Evolution of the Tharsis region of Mars: insights from magnetic field observations

Mars Global Surveyor (MGS) observations of crustal magnetic fields over Tharsis provide new constraints on models for the thermal and magmatic evolution of this region. We analyze the distribution of magnetic field anomalies over Tharsis surface units of Noachian, Hesperian and Amazonian age. These data suggest that early Noachian crust underlies the Tharsis province, and formed contemporaneously with the existence of a martian dynamo. This crust either pre-dates the formation of Tharsis, or formed during the earlier phases of Tharsis volcanism. The preservation of strong magnetic field anomalies over some of the earliest Noachian and topographically high units, together with the observation of magnetic field anomalies over Hesperian- and Amazonian-age surface units, indicate that a large fraction of the magnetized crust has remained cool (below the blocking temperature of the magnetic carrier) throughout the construction of Tharsis. Moreover, the distributions of magnetic anomaly amplitudes over Noachian, Hesperian, and Amazonian surface units suggest that the youngest units overlie sites of prolonged intrusion and have undergone a greater extent of thermal demagnetization.
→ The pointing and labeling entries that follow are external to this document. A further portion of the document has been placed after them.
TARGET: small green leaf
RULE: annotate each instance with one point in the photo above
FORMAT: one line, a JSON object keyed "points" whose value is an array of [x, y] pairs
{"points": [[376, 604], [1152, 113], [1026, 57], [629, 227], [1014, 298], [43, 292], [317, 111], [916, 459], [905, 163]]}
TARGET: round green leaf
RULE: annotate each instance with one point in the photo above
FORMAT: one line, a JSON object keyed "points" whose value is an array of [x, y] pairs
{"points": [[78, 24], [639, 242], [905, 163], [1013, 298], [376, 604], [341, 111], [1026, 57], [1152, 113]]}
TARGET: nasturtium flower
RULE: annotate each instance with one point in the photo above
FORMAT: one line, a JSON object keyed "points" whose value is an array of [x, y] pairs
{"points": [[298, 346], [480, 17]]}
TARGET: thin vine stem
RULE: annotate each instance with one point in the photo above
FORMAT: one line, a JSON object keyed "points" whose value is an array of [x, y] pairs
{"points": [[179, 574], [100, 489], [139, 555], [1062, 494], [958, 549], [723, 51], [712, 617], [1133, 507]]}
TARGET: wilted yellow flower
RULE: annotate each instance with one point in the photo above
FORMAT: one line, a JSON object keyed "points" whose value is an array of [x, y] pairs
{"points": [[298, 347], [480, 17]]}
The absence of magnetic anomalies around the Tharsis Montes and Olympus Mons argues for strong, localized heating, as would be expected at volcanic centers. We show that end-member models for progressive thermal demagnetization of a Noachian magnetized crustal layer are consistent with the anomaly amplitude distributions. We integrate the magnetic field observations with constraints from tectonics, gravity, and topography, and present a revised scenario for the evolution of the Tharsis region.